- Born: 8 July 1946 (age 80) Adelaide, Australia
- Education: University of Adelaide Adelaide Teachers' College Australian National University
- Occupation: Pacific ethnohistorian

= Bronwen Phyllis Douglas =

Australian ethnohistorian, professor (born 1946)

Bronwen Phyllis Douglas (born 1946), is an Australian ethnohistorian whose major research topics have concerned the global concept of race and its particular manifestations in Oceania, specifically the Pacific Islands, Island Southeast Asia and Australia.

== Biography ==
Douglas was an only child, born on 8 July 1946 in Adelaide, Australia, to Jean Naughton Craig and Joseph Campbell Craig who worked as a railroad guard. After her father died suddenly in 1955, she was raised by her mother who supported them by working as a health inspector.

=== Education ===
Douglas attended Adelaide Technical High School and Woodville High School in South Australia and won several scholarships, which allowed her to earn a university education at no cost. She graduated in 1966 with a BA in History from the University of Adelaide combined with a Diploma of Teaching from the Adelaide Teachers' College. Later that year, she left Adelaide for Canberra, to accept a PhD scholarship in Pacific History at the Australian National University (AUN). There she was supervised by historian Dorothy Shineberg. In 1972 she was awarded a doctorate with her thesis titled, A history of culture contact in north-eastern New Caledonia, 1774-1870.

=== Career ===
Douglas worked as a Senior Tutor in History at La Trobe University, Melbourne, in 1971. The next year she became a Lecturer in History and gained tenure in 1973 and was promoted Senior Lecturer in 1979. She was teaching at La Trobe University "during the great days of the Melbourne 'ethnographic history' school of which she was an enthusiastic member." In 1996, she left La Trobe University and accepted an appointment as a Fellow in the Research School of Pacific and Asian Studies at the Australian National University (ANU), Canberra. Her last promotion was to Senior Fellow in 2000. She retired from ANU in December 2012, and accepted a new appointment as an Adjunct Senior Fellow in the ANU College of Asia and the Pacific. During her academic career at ANU, she supervised 13 successful PhD students. Even after her retirement, she continued to advise doctoral candidates and mentor younger colleagues and students.

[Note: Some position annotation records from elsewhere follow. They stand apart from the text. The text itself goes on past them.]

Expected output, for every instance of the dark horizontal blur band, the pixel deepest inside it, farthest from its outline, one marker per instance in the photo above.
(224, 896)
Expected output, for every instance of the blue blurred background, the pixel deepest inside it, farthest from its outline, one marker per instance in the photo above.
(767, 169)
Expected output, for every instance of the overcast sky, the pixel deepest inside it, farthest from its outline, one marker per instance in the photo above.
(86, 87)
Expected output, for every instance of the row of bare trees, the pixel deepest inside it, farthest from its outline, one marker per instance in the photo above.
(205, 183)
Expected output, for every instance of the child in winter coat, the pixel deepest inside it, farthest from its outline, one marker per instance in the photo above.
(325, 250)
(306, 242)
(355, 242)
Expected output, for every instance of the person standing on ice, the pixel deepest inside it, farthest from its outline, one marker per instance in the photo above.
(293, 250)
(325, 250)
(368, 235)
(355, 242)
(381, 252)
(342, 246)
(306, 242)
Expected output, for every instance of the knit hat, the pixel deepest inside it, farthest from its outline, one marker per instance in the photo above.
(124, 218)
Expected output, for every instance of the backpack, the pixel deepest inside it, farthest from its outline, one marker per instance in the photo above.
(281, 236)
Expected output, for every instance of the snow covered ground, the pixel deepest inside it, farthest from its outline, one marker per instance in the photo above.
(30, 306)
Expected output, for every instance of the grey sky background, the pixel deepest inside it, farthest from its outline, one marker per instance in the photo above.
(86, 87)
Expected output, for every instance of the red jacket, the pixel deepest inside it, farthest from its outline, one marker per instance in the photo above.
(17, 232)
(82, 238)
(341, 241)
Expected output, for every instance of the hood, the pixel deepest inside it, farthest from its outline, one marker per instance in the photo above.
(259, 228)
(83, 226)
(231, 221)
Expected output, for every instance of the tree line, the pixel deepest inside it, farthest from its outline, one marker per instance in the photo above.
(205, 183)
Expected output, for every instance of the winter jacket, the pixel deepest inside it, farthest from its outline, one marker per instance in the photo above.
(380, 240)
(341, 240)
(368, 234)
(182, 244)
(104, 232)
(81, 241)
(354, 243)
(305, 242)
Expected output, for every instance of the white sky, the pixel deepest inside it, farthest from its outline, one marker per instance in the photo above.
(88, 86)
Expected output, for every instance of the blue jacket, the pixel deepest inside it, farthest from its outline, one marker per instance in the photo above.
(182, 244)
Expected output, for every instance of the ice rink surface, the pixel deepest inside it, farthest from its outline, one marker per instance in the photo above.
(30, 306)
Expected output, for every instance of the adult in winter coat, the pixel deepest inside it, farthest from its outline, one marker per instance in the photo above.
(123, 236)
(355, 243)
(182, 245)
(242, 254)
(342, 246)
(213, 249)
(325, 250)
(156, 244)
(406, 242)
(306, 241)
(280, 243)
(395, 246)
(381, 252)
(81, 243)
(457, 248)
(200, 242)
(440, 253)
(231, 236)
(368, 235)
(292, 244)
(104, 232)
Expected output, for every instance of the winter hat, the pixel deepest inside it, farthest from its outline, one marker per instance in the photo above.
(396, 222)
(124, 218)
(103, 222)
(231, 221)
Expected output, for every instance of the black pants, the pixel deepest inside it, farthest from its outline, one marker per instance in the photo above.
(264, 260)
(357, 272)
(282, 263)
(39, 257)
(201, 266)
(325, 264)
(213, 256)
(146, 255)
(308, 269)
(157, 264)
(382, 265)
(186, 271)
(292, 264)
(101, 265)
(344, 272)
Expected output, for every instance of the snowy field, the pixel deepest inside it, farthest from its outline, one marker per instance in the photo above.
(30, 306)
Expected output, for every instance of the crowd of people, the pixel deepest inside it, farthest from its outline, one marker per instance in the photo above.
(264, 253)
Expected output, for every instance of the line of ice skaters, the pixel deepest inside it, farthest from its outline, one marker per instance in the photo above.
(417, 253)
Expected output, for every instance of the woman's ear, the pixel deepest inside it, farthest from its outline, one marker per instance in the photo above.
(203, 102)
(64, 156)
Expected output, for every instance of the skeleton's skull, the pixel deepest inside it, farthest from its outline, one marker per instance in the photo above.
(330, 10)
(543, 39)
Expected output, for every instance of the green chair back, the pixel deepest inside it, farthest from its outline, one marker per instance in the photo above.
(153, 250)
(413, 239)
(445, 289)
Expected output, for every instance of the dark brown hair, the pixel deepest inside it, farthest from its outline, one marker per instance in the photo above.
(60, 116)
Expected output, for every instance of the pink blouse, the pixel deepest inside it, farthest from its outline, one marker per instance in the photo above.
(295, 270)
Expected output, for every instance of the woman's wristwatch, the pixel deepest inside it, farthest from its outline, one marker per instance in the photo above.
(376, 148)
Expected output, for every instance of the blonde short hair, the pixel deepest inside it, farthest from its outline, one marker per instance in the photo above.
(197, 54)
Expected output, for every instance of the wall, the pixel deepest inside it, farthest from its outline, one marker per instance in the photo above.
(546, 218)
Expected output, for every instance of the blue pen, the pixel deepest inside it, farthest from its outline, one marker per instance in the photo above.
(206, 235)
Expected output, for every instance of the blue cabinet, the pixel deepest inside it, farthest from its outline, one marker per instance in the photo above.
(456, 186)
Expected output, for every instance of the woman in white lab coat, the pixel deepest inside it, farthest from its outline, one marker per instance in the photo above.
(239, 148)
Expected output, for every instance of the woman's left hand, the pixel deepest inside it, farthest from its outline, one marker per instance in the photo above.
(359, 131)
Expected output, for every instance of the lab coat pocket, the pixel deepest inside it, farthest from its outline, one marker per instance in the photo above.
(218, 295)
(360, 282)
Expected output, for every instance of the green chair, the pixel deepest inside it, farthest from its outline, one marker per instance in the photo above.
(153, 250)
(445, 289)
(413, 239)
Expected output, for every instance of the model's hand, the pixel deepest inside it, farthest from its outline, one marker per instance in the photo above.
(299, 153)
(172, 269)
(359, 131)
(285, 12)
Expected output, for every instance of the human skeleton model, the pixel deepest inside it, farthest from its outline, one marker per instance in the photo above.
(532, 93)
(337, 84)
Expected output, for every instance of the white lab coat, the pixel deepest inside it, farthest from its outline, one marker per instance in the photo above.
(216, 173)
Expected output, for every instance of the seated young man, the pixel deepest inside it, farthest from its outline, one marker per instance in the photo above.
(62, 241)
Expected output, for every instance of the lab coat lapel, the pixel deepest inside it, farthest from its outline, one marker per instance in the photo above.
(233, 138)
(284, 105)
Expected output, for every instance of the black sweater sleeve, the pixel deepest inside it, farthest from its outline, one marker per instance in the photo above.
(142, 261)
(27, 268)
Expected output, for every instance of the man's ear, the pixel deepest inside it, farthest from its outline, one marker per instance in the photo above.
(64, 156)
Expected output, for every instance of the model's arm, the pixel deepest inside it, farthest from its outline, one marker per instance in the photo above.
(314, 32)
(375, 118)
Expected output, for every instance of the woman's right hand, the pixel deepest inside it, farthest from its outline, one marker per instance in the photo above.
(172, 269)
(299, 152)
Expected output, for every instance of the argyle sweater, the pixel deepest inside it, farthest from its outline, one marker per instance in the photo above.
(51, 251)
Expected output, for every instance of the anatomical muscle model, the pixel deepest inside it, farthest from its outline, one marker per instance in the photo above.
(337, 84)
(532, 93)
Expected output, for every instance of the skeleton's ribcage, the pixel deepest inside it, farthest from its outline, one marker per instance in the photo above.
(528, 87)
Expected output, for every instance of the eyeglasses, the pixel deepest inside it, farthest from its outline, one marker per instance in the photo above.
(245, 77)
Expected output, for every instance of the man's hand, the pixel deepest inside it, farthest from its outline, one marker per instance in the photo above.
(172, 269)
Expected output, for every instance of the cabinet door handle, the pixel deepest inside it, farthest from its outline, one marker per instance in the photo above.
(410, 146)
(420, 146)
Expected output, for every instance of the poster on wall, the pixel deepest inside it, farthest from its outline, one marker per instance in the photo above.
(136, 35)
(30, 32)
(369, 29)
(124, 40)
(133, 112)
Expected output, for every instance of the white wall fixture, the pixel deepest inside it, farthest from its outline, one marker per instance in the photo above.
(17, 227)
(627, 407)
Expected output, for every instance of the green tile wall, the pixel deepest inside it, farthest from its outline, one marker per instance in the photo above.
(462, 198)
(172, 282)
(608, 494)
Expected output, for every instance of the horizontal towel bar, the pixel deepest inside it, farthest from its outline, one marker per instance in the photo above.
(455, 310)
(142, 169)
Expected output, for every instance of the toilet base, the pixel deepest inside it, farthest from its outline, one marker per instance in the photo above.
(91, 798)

She was able to conduct only limited research during the early years of her career because of her teaching and parental responsibilities, although she did "publish a seminal article on Pacific leadership and original perspectives on fighting and religious encounters in New Caledonia and Vanuatu." After 1996 and working at ANU, Douglas was able to dedicate more time to her writing and research. She remains an honorary professor at ANU and her archives are kept there.

She has served as editor-elect of the Journal of Pacific History and co-editor of Palgrave Studies in Pacific History.

Douglas was elected a fellow of the Australian Academy of the Humanities (2020).

=== Personal life ===
She was married in 1967 to Charles Douglas and they had two daughters.

== Selected works ==
- Douglas, Bronwen. "Rank, power, authority: A reassessment of traditional leadership in South Pacific societies." The Journal of Pacific History 14, no. 1 (1979): 2-27.
- Douglas, Bronwen. "Christian citizens: women and negotiations of modernity in Vanuatu." The Contemporary Pacific (2002): 1-38.
- Douglas, Bronwen, Fanny Wonu Veys, and Billie Lythberg. Collecting in the South Sea: The Voyage of Bruni d’Entrecasteaux 1791–1794. Sidestone Press, 2018.
- Herda, Phyllis, and Bronwen Douglas. "Tongans in 1793." In Collecting in the South Sea: The Voyage of Bruni, Entrecasteaux 1791-1794, pp. 255-266. Sidestone Press, 2018.